両側溶接よりも当て板溶接の方が圧倒的によく使っています。

ボス

ボスを使った接続方法があります。

ボス

これはボスという接続継手を使った溶接です。ボスカップリングなどと言います。

ねじ込み継手の場合に多いイメージ。

胴側の板厚が大きく、ノズル口径側が小さい場合に使います。

これはノズル強度が弱く、ノズルの折損を防ぐ目的です。

ボスカップリング自体が板厚が大きく強度が高いので、ノズルの保護機能を果たします。

ボスカップリングを使わずに細い口径のノズルを立てようとする場合は、リブ溶接などの補強を考えることになるでしょう。

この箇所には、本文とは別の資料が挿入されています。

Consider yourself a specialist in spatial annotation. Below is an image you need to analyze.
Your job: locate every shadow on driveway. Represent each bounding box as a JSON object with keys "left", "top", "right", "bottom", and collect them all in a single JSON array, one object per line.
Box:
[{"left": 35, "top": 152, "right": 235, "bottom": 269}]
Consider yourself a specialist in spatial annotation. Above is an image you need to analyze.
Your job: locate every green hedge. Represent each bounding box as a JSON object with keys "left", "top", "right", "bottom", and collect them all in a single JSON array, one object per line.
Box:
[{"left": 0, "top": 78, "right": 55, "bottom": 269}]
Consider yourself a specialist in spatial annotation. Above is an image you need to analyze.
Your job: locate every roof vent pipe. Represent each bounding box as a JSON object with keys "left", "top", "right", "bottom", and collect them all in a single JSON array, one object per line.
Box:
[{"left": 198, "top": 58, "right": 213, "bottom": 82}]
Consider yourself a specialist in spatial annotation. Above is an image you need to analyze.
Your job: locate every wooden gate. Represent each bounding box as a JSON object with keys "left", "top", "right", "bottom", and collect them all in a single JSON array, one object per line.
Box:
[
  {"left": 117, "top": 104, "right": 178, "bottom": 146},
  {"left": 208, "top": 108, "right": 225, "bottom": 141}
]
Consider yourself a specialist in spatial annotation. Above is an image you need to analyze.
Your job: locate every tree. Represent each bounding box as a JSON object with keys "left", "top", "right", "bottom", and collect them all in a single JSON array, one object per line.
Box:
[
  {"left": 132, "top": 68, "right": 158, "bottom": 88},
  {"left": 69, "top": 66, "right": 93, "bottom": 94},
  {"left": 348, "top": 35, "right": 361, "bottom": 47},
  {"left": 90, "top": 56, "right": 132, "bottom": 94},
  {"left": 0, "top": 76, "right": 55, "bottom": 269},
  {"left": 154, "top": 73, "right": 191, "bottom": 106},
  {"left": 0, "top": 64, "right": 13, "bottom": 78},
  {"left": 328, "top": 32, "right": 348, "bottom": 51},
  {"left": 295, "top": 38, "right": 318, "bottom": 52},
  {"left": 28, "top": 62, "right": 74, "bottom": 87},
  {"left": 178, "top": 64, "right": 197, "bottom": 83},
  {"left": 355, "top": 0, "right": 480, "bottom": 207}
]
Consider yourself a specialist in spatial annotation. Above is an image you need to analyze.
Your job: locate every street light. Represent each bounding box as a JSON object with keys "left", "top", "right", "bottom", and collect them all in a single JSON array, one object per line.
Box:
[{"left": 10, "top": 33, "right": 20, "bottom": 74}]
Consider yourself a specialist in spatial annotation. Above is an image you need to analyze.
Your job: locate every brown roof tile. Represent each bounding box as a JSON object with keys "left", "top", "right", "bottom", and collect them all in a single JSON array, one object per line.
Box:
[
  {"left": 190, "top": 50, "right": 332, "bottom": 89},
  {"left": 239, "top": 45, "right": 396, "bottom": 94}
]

ボスも内側の溶接ができないので、液溜まりが発生します。

液溜まりの問題は腐食や安全性に直結します。隙間部ができてしまって、洗浄しても取れない状態になります。隙間腐食を促進したり、長期間洗ってない状態で放置していて暴走反応をする物質などもあります。液溜まりは極力なくしましょう。

パッド

最後にパッド溶接です。

パッド

パッドフランジというフランジを胴板に付けます。

胴板とパッドフランジを両側溶接をして接続します。

パッドフランジはメリットもデメリットもありますので、注意しましょう。

  • ノズルネックが短く液溜まりなどが少ない(メリット)
  • タップによるねじ込み接続のため、漏れるリスクがある(デメリット)

タンク底弁や、胴板の点検口などの目的で使います。個人的にはあまり好みではありません。

最後に

化学プラントのタンクのノズル接続と溶接方法を5パターン解説しました。

片側・両側・当て板・ボス・パッド

タンクやノズルの強度と溶接数が直結します。

液溜まりなど腐食や安全性とも関連します。

どのパターンを使うか適切に判断することは機械エンジニアの知識として大事でしょう。

この記事が皆さんのお役に立てれば嬉しいです。